The path doesn't need to mention 'site' if that's where the page is, but if the images are in the 'images' directory then it should be in there. 
Your first line of code would then be...

```
[IMG alt="Rat-Rod-Studios-Art"]images/example1.jpg[/IMG]
```
Can't see why it would work locally and not on the remote though, but that's the web for you!
Give it a go and let us know how you get on.

Danny


----------



## allnodcoms (Jun 30, 2007)

Oh yeah, just spotted it... Jim is correct, you should upload the complete contents of your 'site' folder to the root of your web server, but not the 'site' folder itself, just what's in it (including all folders).

That, plus the points noted above, should solve the problem.

Danny


----------



## 57corvette (Sep 7, 2012)

Thanks for your help ....much appreciate.

First, I uploaded all the files within the site folder to my directory. Tried looking at my web page, but still had problems. I then added a folder called "images" to my directory and added the background images into it. Still no luck. I am posting a link to the problem website page. (I hope that's OK in this forum) You can see all the background images are not there (except for one?) and the layout is not correct. Any help to get this corrected would be greatly appreciated.

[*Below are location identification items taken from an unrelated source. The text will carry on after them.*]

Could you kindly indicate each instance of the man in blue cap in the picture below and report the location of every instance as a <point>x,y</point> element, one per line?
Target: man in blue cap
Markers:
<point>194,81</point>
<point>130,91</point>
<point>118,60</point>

http://www.ratrodstudios.com/links1.html


----------



## JiminSA (Dec 15, 2011)

When I browse your index1.html page not your links1.html it renders fine and the page links.html looks good too...

You may want to rename your landing page "index.html" (and all subsequent home links), which is a web standard for all browsers...


----------



## allnodcoms (Jun 30, 2007)

First off Bob, I have to say I love your artwork - very impressed!

Secondly, I've had a look at your page, and the .css file doesn't actually include any images, and neither does the main html. I'd start by taking a look at the css file, I'm guessing you've got another one lurking about somewhere with all the good bits in it!

Finally, your javascript isn't loading. It's looking for the files in a folder called "js", and the server is returning 404 (file not found), so I'm guessing (again) that you need to either upload the js folder or its content.

Keep us posted mate!

Danny


----------



## 57corvette (Sep 7, 2012)

Thanks all for your help on this ...... the technical end of this may be more than my pay grade, but I going to do my best to understand it and solve the problems.

JiminSA: I think you are looking at my current site which is working. This is the site I want to replace. The reason the links page is called links1.html is so I can keep it separate from my current links page. That one is indeed links.html. I just need to make sure I don't over-ride my current pages that are working with the new ones that are not.

Danny: Thank you for the kind comments on my artwork, much appreciated. You said "I've had a look at your page, and the .css file doesn't actually include any images, and neither does the main html. I'd start by taking a look at the css file." Is a css file different from the HTML files? I think I have uploaded all jpg files and the HTML files and see nothing that says css except there is a "cascading style sheet document" in the site folder. It has a lot of text on it, so I'm not posting it here, but should I be doing something with it? Maybe copying it and placing the verbiage in the HTML pages or uploading it to my directory?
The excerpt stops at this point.